According to the port authorities, the total tonnage through the eight public terminals reached 12,850,330 short tons, up 4% year-to-date.
The growth in exports is especially significant amidst the softening of imports nationwide.
In March, Port Houston recorded the highest monthly volume for loaded exports in its history, with 349,964 TEUs year-to-date. This is an increase of 26% compared to the same period last year and up 10% compared to March 2022. Empty import volumes also increased by 111% compared to March 2022, as carriers reposition containers to Houston to meet the high demand for resin and petrochemical exports.
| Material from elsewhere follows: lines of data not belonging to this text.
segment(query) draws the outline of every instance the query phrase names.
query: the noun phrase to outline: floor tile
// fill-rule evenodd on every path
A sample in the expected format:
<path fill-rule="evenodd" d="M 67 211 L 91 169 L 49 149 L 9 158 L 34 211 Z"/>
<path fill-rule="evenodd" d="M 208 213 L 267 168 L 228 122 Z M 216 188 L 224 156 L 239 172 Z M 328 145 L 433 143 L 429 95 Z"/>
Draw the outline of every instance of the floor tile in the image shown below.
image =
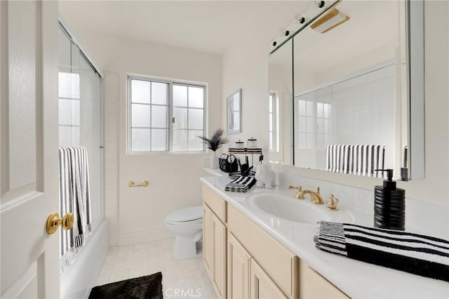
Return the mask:
<path fill-rule="evenodd" d="M 96 285 L 161 272 L 164 298 L 216 298 L 201 255 L 177 260 L 173 246 L 173 239 L 166 239 L 110 247 Z"/>

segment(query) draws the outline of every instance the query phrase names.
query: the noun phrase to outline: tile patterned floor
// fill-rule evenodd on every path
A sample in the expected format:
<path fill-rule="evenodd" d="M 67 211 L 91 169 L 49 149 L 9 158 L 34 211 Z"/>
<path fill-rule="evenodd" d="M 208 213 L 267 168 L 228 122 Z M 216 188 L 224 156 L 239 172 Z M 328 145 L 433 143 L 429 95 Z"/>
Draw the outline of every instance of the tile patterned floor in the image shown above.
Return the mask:
<path fill-rule="evenodd" d="M 109 247 L 97 286 L 162 272 L 163 298 L 216 298 L 201 256 L 175 260 L 173 239 Z"/>

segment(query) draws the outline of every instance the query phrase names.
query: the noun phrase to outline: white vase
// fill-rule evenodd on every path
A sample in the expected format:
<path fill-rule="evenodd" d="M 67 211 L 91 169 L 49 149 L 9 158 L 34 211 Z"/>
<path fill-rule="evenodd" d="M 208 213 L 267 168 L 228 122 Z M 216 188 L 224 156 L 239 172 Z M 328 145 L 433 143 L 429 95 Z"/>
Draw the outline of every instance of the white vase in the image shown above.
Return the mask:
<path fill-rule="evenodd" d="M 212 152 L 212 155 L 210 156 L 210 168 L 212 169 L 218 168 L 218 157 L 215 152 Z"/>

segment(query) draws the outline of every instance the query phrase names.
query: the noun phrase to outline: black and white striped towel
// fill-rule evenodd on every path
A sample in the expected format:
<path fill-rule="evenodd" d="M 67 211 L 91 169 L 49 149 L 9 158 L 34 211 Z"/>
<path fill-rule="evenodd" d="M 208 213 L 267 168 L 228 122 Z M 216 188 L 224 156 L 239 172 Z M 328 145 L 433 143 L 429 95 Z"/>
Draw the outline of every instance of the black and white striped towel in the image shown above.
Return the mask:
<path fill-rule="evenodd" d="M 224 187 L 225 191 L 234 192 L 246 192 L 254 184 L 256 180 L 250 176 L 239 176 L 228 182 Z"/>
<path fill-rule="evenodd" d="M 73 227 L 60 230 L 61 272 L 74 263 L 91 232 L 89 164 L 84 147 L 59 148 L 59 200 L 61 217 L 72 213 Z"/>
<path fill-rule="evenodd" d="M 449 281 L 449 241 L 403 231 L 318 222 L 316 248 L 354 260 Z"/>

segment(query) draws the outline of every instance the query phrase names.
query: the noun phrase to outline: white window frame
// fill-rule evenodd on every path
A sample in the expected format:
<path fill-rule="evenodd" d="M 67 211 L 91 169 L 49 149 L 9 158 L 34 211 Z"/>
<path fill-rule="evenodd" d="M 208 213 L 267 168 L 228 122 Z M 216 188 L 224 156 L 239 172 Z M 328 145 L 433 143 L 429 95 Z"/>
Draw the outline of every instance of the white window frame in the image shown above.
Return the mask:
<path fill-rule="evenodd" d="M 271 152 L 279 152 L 279 98 L 278 98 L 278 93 L 276 91 L 270 91 L 269 92 L 269 97 L 272 96 L 272 113 L 269 113 L 269 110 L 268 112 L 268 115 L 269 116 L 271 115 L 271 117 L 272 117 L 272 124 L 273 124 L 273 127 L 272 128 L 272 144 L 269 145 L 269 150 Z M 268 129 L 269 133 L 270 132 L 269 131 L 269 128 Z"/>
<path fill-rule="evenodd" d="M 131 109 L 131 80 L 142 80 L 152 82 L 159 82 L 168 84 L 168 150 L 165 151 L 133 151 L 132 150 L 132 109 Z M 204 154 L 206 152 L 206 147 L 203 145 L 202 150 L 186 150 L 186 151 L 174 151 L 173 150 L 173 84 L 183 85 L 187 86 L 201 87 L 203 88 L 203 124 L 204 135 L 208 133 L 208 84 L 203 82 L 197 82 L 185 80 L 177 80 L 168 78 L 160 78 L 149 77 L 142 74 L 128 74 L 126 78 L 126 154 L 129 155 L 138 154 Z"/>

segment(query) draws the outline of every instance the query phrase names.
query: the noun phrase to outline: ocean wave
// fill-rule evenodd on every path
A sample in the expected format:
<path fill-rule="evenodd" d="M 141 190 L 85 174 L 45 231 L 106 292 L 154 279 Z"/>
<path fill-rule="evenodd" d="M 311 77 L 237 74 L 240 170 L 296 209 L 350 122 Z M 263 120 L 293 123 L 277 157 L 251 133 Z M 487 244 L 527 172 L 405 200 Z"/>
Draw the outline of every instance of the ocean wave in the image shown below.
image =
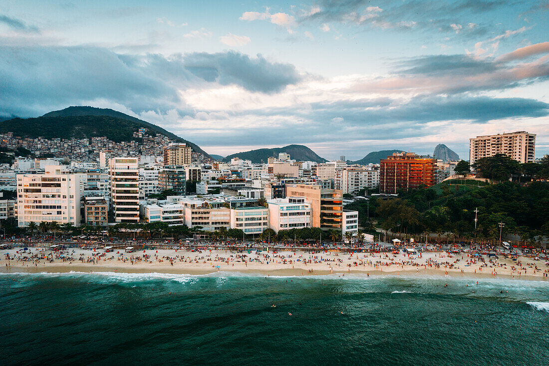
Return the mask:
<path fill-rule="evenodd" d="M 529 301 L 526 303 L 537 310 L 549 312 L 549 302 L 536 302 Z"/>

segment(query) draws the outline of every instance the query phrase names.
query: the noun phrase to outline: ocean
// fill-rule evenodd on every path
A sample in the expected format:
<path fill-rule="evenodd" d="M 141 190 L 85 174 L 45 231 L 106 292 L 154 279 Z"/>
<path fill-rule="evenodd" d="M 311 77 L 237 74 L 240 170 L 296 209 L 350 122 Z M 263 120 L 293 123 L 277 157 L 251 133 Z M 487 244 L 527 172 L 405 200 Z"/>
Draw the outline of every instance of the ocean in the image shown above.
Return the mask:
<path fill-rule="evenodd" d="M 0 274 L 0 360 L 9 365 L 549 364 L 549 282 L 478 281 Z"/>

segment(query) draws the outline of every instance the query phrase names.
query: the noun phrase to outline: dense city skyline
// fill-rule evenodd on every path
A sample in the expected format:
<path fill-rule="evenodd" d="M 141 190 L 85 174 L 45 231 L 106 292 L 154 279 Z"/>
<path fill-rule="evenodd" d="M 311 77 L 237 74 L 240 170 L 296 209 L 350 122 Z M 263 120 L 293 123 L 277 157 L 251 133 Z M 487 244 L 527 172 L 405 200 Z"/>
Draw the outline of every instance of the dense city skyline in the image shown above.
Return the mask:
<path fill-rule="evenodd" d="M 526 130 L 549 152 L 546 2 L 8 2 L 0 114 L 111 108 L 227 155 L 419 153 Z M 424 150 L 422 150 L 424 148 Z"/>

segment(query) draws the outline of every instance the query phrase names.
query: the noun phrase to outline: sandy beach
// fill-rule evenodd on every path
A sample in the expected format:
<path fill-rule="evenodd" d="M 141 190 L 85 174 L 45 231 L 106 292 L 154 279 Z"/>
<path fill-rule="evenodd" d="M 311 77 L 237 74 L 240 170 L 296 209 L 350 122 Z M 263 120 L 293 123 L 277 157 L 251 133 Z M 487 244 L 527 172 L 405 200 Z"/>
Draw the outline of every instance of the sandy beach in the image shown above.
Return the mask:
<path fill-rule="evenodd" d="M 500 256 L 490 259 L 446 252 L 408 255 L 400 252 L 315 253 L 282 251 L 251 253 L 203 250 L 145 250 L 105 253 L 70 249 L 63 253 L 39 248 L 26 252 L 2 251 L 0 272 L 120 272 L 206 274 L 219 271 L 266 276 L 300 276 L 339 274 L 366 275 L 427 275 L 548 280 L 549 267 L 541 260 L 519 257 L 517 261 Z"/>

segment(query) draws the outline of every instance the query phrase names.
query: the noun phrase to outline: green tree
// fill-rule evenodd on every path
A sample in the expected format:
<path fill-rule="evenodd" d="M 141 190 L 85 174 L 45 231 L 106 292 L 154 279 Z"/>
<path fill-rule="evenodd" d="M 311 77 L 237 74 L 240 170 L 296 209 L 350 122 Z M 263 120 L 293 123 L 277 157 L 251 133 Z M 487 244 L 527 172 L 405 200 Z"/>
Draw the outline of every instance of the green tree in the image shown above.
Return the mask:
<path fill-rule="evenodd" d="M 520 163 L 503 154 L 479 159 L 473 166 L 483 178 L 500 182 L 509 180 L 520 171 Z"/>
<path fill-rule="evenodd" d="M 469 162 L 466 162 L 464 160 L 460 160 L 460 162 L 456 165 L 453 171 L 458 175 L 468 174 L 471 172 L 471 167 L 469 165 Z"/>
<path fill-rule="evenodd" d="M 49 226 L 48 225 L 48 223 L 45 221 L 40 221 L 40 223 L 38 225 L 38 228 L 40 231 L 43 233 L 46 233 L 48 232 L 48 229 L 49 229 Z"/>
<path fill-rule="evenodd" d="M 61 226 L 59 225 L 59 223 L 57 221 L 52 221 L 49 223 L 48 225 L 49 226 L 49 229 L 53 232 L 53 239 L 55 239 L 55 233 L 59 231 L 61 229 Z"/>
<path fill-rule="evenodd" d="M 61 231 L 65 234 L 72 232 L 74 231 L 75 229 L 76 228 L 72 225 L 72 223 L 65 223 L 65 224 L 62 224 L 60 226 Z"/>
<path fill-rule="evenodd" d="M 229 229 L 227 231 L 227 236 L 233 239 L 242 239 L 244 236 L 244 231 L 241 229 Z"/>
<path fill-rule="evenodd" d="M 34 236 L 34 231 L 38 229 L 38 225 L 33 221 L 29 223 L 29 230 L 31 231 L 31 235 Z"/>
<path fill-rule="evenodd" d="M 328 236 L 329 237 L 335 245 L 335 242 L 340 241 L 341 239 L 341 233 L 339 230 L 330 230 L 328 231 Z"/>
<path fill-rule="evenodd" d="M 274 240 L 276 237 L 276 232 L 272 229 L 266 229 L 261 233 L 261 239 L 263 240 Z"/>

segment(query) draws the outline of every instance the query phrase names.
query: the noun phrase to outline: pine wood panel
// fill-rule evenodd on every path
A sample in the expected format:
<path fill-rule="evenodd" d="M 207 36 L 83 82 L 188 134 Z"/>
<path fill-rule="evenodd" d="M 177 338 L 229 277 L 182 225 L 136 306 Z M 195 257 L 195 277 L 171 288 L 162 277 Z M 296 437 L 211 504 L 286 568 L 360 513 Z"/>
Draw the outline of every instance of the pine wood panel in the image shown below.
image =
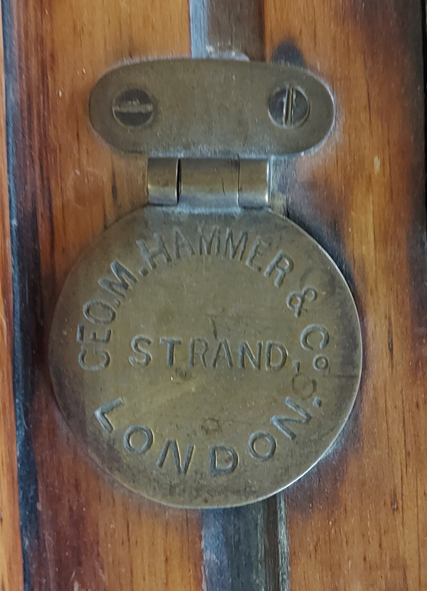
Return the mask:
<path fill-rule="evenodd" d="M 54 303 L 77 255 L 146 200 L 144 161 L 135 175 L 132 159 L 112 154 L 92 129 L 90 90 L 123 59 L 188 54 L 188 5 L 28 0 L 11 9 L 17 240 L 31 307 L 19 328 L 31 334 L 24 362 L 35 371 L 17 392 L 32 398 L 37 501 L 37 515 L 30 506 L 24 517 L 26 589 L 198 590 L 198 514 L 146 502 L 98 471 L 60 415 L 45 355 Z"/>
<path fill-rule="evenodd" d="M 250 4 L 253 12 L 256 3 Z M 27 479 L 21 490 L 27 482 L 29 498 L 21 515 L 26 591 L 210 591 L 206 515 L 167 510 L 101 473 L 56 408 L 45 358 L 54 301 L 77 255 L 105 227 L 146 201 L 144 162 L 138 161 L 135 174 L 135 160 L 112 152 L 91 129 L 89 90 L 123 59 L 188 54 L 188 6 L 184 0 L 11 0 L 5 5 L 11 24 L 5 29 L 6 75 L 14 90 L 9 181 L 21 280 L 14 297 L 24 303 L 15 316 L 23 353 L 15 382 L 28 420 L 18 421 L 18 441 L 28 454 L 23 472 L 21 466 Z M 277 547 L 272 564 L 286 562 L 288 537 L 292 591 L 425 589 L 420 6 L 415 0 L 369 5 L 265 0 L 260 20 L 263 13 L 266 57 L 305 61 L 337 98 L 332 136 L 314 154 L 286 163 L 276 196 L 344 271 L 364 343 L 361 392 L 345 437 L 286 493 L 280 511 L 273 502 L 266 509 L 270 524 L 273 514 L 281 519 L 278 531 L 267 528 L 268 545 Z M 246 42 L 236 38 L 240 50 Z M 221 47 L 233 48 L 222 41 L 219 37 Z M 259 43 L 254 47 L 262 54 Z M 231 519 L 223 517 L 226 528 Z M 210 567 L 217 558 L 218 571 L 221 560 L 229 566 L 233 561 L 240 576 L 247 566 L 240 568 L 238 548 L 229 555 L 220 548 L 209 557 Z M 276 577 L 281 591 L 288 588 L 286 570 Z M 222 580 L 217 573 L 212 576 L 214 584 Z"/>
<path fill-rule="evenodd" d="M 21 591 L 22 561 L 12 381 L 13 304 L 3 38 L 0 32 L 0 587 Z"/>
<path fill-rule="evenodd" d="M 364 348 L 345 437 L 287 493 L 293 591 L 427 588 L 421 8 L 265 2 L 268 54 L 295 43 L 337 99 L 332 138 L 289 166 L 288 207 L 349 280 Z"/>

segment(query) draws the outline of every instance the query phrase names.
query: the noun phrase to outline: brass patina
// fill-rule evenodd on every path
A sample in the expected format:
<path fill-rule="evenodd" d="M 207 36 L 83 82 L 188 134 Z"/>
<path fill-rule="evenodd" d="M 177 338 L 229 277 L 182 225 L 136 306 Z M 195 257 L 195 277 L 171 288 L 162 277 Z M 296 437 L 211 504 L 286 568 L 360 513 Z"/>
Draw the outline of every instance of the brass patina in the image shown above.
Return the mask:
<path fill-rule="evenodd" d="M 148 206 L 71 271 L 50 364 L 71 430 L 125 486 L 223 507 L 280 491 L 330 447 L 360 328 L 339 270 L 289 220 Z"/>
<path fill-rule="evenodd" d="M 325 85 L 307 70 L 226 60 L 120 66 L 95 85 L 89 115 L 117 150 L 151 157 L 269 158 L 322 142 L 334 122 Z"/>

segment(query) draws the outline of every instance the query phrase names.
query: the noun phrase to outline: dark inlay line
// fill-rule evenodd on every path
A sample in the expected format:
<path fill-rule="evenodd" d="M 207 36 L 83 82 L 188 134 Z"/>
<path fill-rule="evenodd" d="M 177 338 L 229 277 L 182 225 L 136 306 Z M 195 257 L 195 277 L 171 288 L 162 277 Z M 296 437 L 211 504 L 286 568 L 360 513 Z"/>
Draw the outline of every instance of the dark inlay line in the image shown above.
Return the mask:
<path fill-rule="evenodd" d="M 6 88 L 6 142 L 12 254 L 14 340 L 13 387 L 17 427 L 18 484 L 24 587 L 32 588 L 30 552 L 38 532 L 37 478 L 28 415 L 34 388 L 32 366 L 34 290 L 40 282 L 40 252 L 35 205 L 25 203 L 25 167 L 18 164 L 17 144 L 24 137 L 19 106 L 19 79 L 11 0 L 2 0 Z M 28 140 L 27 140 L 28 141 Z"/>
<path fill-rule="evenodd" d="M 264 59 L 262 0 L 190 0 L 193 57 Z"/>
<path fill-rule="evenodd" d="M 190 0 L 193 57 L 263 60 L 263 6 L 262 0 Z M 283 495 L 202 515 L 203 591 L 289 591 Z"/>

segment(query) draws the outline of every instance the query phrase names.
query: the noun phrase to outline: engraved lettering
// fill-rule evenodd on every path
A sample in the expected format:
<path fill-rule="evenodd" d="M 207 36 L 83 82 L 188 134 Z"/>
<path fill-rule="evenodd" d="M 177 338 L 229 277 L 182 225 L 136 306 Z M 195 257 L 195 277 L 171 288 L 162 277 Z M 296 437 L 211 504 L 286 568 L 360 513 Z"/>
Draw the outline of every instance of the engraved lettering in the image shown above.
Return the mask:
<path fill-rule="evenodd" d="M 245 356 L 247 357 L 250 362 L 250 365 L 254 369 L 260 369 L 261 368 L 261 350 L 262 349 L 262 341 L 258 341 L 256 343 L 256 358 L 252 353 L 250 347 L 246 341 L 239 343 L 239 367 L 245 369 Z"/>
<path fill-rule="evenodd" d="M 171 255 L 168 252 L 168 249 L 165 246 L 165 243 L 163 242 L 163 238 L 162 238 L 160 234 L 155 233 L 153 234 L 153 238 L 155 241 L 157 246 L 156 248 L 153 248 L 152 250 L 150 250 L 148 248 L 144 240 L 136 241 L 136 245 L 139 249 L 139 252 L 142 256 L 145 259 L 148 267 L 152 271 L 153 269 L 155 269 L 157 267 L 155 259 L 159 255 L 162 255 L 165 262 L 171 262 L 172 261 Z M 139 269 L 139 273 L 141 275 L 145 275 L 148 272 L 148 269 L 146 269 L 145 267 L 141 267 Z"/>
<path fill-rule="evenodd" d="M 234 243 L 233 242 L 233 230 L 230 230 L 229 228 L 227 228 L 227 232 L 226 233 L 226 246 L 224 249 L 224 256 L 227 256 L 227 248 L 230 245 L 230 258 L 233 259 L 237 253 L 237 251 L 240 248 L 240 252 L 239 253 L 239 256 L 237 256 L 237 260 L 241 261 L 242 258 L 243 256 L 243 253 L 246 249 L 246 243 L 247 242 L 247 232 L 242 231 L 240 232 L 240 235 L 237 241 L 237 243 L 234 246 Z"/>
<path fill-rule="evenodd" d="M 112 433 L 114 431 L 114 427 L 112 424 L 109 419 L 107 418 L 107 415 L 109 413 L 111 413 L 112 411 L 115 410 L 116 408 L 118 408 L 119 407 L 122 406 L 122 405 L 124 404 L 125 401 L 120 396 L 118 398 L 115 398 L 114 400 L 111 400 L 109 402 L 106 402 L 105 404 L 102 404 L 99 408 L 97 408 L 96 410 L 94 411 L 93 414 L 98 420 L 99 424 L 106 433 Z"/>
<path fill-rule="evenodd" d="M 217 349 L 215 352 L 215 355 L 212 359 L 212 367 L 216 368 L 217 366 L 217 363 L 218 362 L 219 359 L 220 359 L 220 353 L 221 350 L 223 350 L 224 358 L 227 359 L 227 362 L 229 364 L 229 367 L 233 367 L 233 359 L 232 359 L 232 353 L 230 351 L 230 346 L 227 341 L 226 339 L 221 339 L 218 341 L 218 345 L 217 346 Z"/>
<path fill-rule="evenodd" d="M 178 474 L 187 474 L 190 462 L 191 460 L 193 452 L 194 450 L 194 446 L 187 445 L 187 450 L 185 450 L 185 456 L 184 458 L 184 463 L 181 465 L 180 450 L 178 448 L 177 441 L 175 439 L 167 439 L 157 462 L 157 464 L 159 468 L 163 467 L 170 447 L 172 450 L 172 457 L 174 459 L 174 463 L 175 464 L 177 472 Z"/>
<path fill-rule="evenodd" d="M 255 242 L 252 245 L 252 248 L 249 251 L 249 254 L 246 259 L 246 264 L 247 267 L 249 267 L 250 269 L 253 269 L 254 271 L 257 271 L 259 273 L 262 270 L 261 267 L 259 265 L 254 264 L 253 260 L 256 256 L 262 256 L 263 254 L 263 252 L 259 249 L 261 246 L 267 248 L 269 246 L 269 243 L 264 242 L 260 236 L 257 236 L 255 238 Z"/>
<path fill-rule="evenodd" d="M 283 265 L 279 264 L 283 261 Z M 280 287 L 283 283 L 285 276 L 290 273 L 294 268 L 294 261 L 283 251 L 279 251 L 264 271 L 264 277 L 269 277 L 273 271 L 277 272 L 277 275 L 274 280 L 276 287 Z"/>
<path fill-rule="evenodd" d="M 111 329 L 106 329 L 105 334 L 103 337 L 99 338 L 96 336 L 96 333 L 93 330 L 89 333 L 88 340 L 84 340 L 84 326 L 83 324 L 77 324 L 77 332 L 76 335 L 76 340 L 80 345 L 83 343 L 109 343 L 111 338 Z"/>
<path fill-rule="evenodd" d="M 126 297 L 128 290 L 132 289 L 132 284 L 136 283 L 138 280 L 118 261 L 113 261 L 110 265 L 110 268 L 118 281 L 115 281 L 107 277 L 102 277 L 98 280 L 98 284 L 113 296 Z M 116 306 L 120 306 L 120 300 L 115 300 L 114 303 Z"/>
<path fill-rule="evenodd" d="M 286 396 L 285 400 L 285 404 L 286 405 L 291 408 L 294 413 L 297 413 L 300 417 L 302 417 L 304 419 L 304 423 L 309 423 L 311 420 L 311 415 L 309 413 L 307 413 L 305 408 L 303 408 L 302 406 L 300 406 L 295 400 L 292 399 L 289 396 Z"/>
<path fill-rule="evenodd" d="M 171 368 L 174 365 L 174 356 L 175 354 L 175 345 L 181 345 L 180 339 L 172 339 L 170 337 L 161 336 L 159 339 L 160 345 L 167 345 L 168 349 L 166 353 L 166 360 L 168 367 Z"/>
<path fill-rule="evenodd" d="M 132 435 L 137 433 L 143 433 L 144 436 L 144 442 L 139 446 L 133 446 L 131 441 Z M 153 432 L 145 425 L 132 425 L 126 430 L 123 436 L 123 446 L 129 453 L 145 453 L 152 444 Z"/>
<path fill-rule="evenodd" d="M 286 306 L 289 310 L 293 310 L 295 318 L 301 316 L 301 312 L 307 312 L 308 310 L 304 307 L 306 301 L 312 302 L 317 297 L 317 291 L 314 287 L 304 287 L 302 291 L 292 291 L 286 298 Z"/>
<path fill-rule="evenodd" d="M 259 439 L 263 439 L 268 444 L 269 449 L 265 453 L 260 454 L 255 449 L 255 443 Z M 276 440 L 270 433 L 264 431 L 256 431 L 255 433 L 252 433 L 247 441 L 247 451 L 254 460 L 266 462 L 274 455 L 276 451 Z"/>
<path fill-rule="evenodd" d="M 83 305 L 83 316 L 94 324 L 110 324 L 116 318 L 116 310 L 106 302 L 90 300 Z"/>
<path fill-rule="evenodd" d="M 325 371 L 329 367 L 329 359 L 325 355 L 316 355 L 313 359 L 313 367 L 317 371 Z"/>
<path fill-rule="evenodd" d="M 91 353 L 93 353 L 93 355 L 96 357 L 102 358 L 102 359 L 97 363 L 92 365 L 88 365 L 85 361 L 86 356 L 87 355 L 87 349 L 86 347 L 82 347 L 77 358 L 79 365 L 82 369 L 84 369 L 85 371 L 99 371 L 100 369 L 105 369 L 108 366 L 110 361 L 110 354 L 108 351 L 106 351 L 104 349 L 95 349 L 93 352 L 91 351 L 90 352 Z"/>
<path fill-rule="evenodd" d="M 141 348 L 141 344 L 151 345 L 151 340 L 148 337 L 144 336 L 142 335 L 134 336 L 132 339 L 131 343 L 132 350 L 134 353 L 138 353 L 138 355 L 136 357 L 131 356 L 129 358 L 129 361 L 131 365 L 133 365 L 134 368 L 146 367 L 151 361 L 151 355 L 148 351 Z"/>
<path fill-rule="evenodd" d="M 203 254 L 203 249 L 204 249 L 204 252 L 206 255 L 210 255 L 211 251 L 212 250 L 212 243 L 215 239 L 215 254 L 219 255 L 220 254 L 220 243 L 221 241 L 221 235 L 220 233 L 220 227 L 219 226 L 214 226 L 212 228 L 212 232 L 208 238 L 206 239 L 204 235 L 204 232 L 203 228 L 200 226 L 198 226 L 197 229 L 197 232 L 198 232 L 198 254 L 200 255 Z"/>
<path fill-rule="evenodd" d="M 307 413 L 305 408 L 303 408 L 302 407 L 298 404 L 295 400 L 292 400 L 291 398 L 289 398 L 289 396 L 286 397 L 285 404 L 289 408 L 293 410 L 294 413 L 299 414 L 302 418 L 291 418 L 289 417 L 278 417 L 275 415 L 272 417 L 270 422 L 275 427 L 276 427 L 279 429 L 281 433 L 283 433 L 283 435 L 286 435 L 291 441 L 294 441 L 296 437 L 296 434 L 294 433 L 293 431 L 287 427 L 286 424 L 289 424 L 289 423 L 307 424 L 311 421 L 311 415 L 309 413 Z"/>
<path fill-rule="evenodd" d="M 272 363 L 272 352 L 275 349 L 279 353 L 279 361 Z M 267 371 L 278 371 L 281 369 L 288 359 L 288 352 L 280 343 L 268 340 L 265 345 L 265 369 Z"/>
<path fill-rule="evenodd" d="M 320 408 L 322 405 L 322 399 L 320 398 L 318 396 L 315 396 L 314 400 L 313 400 L 313 406 L 315 408 Z"/>
<path fill-rule="evenodd" d="M 181 258 L 180 248 L 184 248 L 189 255 L 194 254 L 194 249 L 191 246 L 191 243 L 182 233 L 179 228 L 174 228 L 174 238 L 175 243 L 175 256 L 177 259 Z"/>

As the nation’s number one port for resin exports, Port Houston boasted a 59% share of U.S. resins exports and a 73% share of U.S. PE exports in 2022. This year, the port is on track to hit 1 million TEUs earlier than ever before, with container volumes through Port Houston increasing by 3% compared to last year.
Roger Guenther, Executive Director at Port Houston, attributes the port’s steady performance to its strong export market and the ability to provide both export and import customers with excellent customer service, skilled labor, and an efficient gateway.
“We continue to see the softening of import demand across the U.S. and in Houston as well, where loaded import container TEUs at Port Houston’s terminals were down 12% in March,” said Guenther.
Port Houston’s Bayport Container Terminal is preparing for the arrival of three new STS cranes, and the completion of Wharf 6 is expected later this year. Additionally, Port Houston’s Barbours Cut Container Terminal is undergoing various improvements, with seven new RTGs arriving this November and seven more in January 2024.
Port Houston is investing $1.4 billion in landside infrastructure over the next five years, and the recent completion of the first segment of the Houston Ship Channel Expansion – Project 11 is expected to increase safety, reduce congestion, and improve vessel transit times by approximately an hour by reducing daylight restrictions.
In March, Port Houston’s multipurpose facility recorded the best month for steel since 2015, at 461,552 tons, up 15% compared to the same month last year. The terminals also saw exponential growth in lumber, with an increase of 5,142% year-to-date, and auto import units were up 35% thus far this year compared to last.
The steady growth in Port Houston’s container exports is a promising sign for the port and the region’s economy, indicating continued growth in demand for the region’s products and services.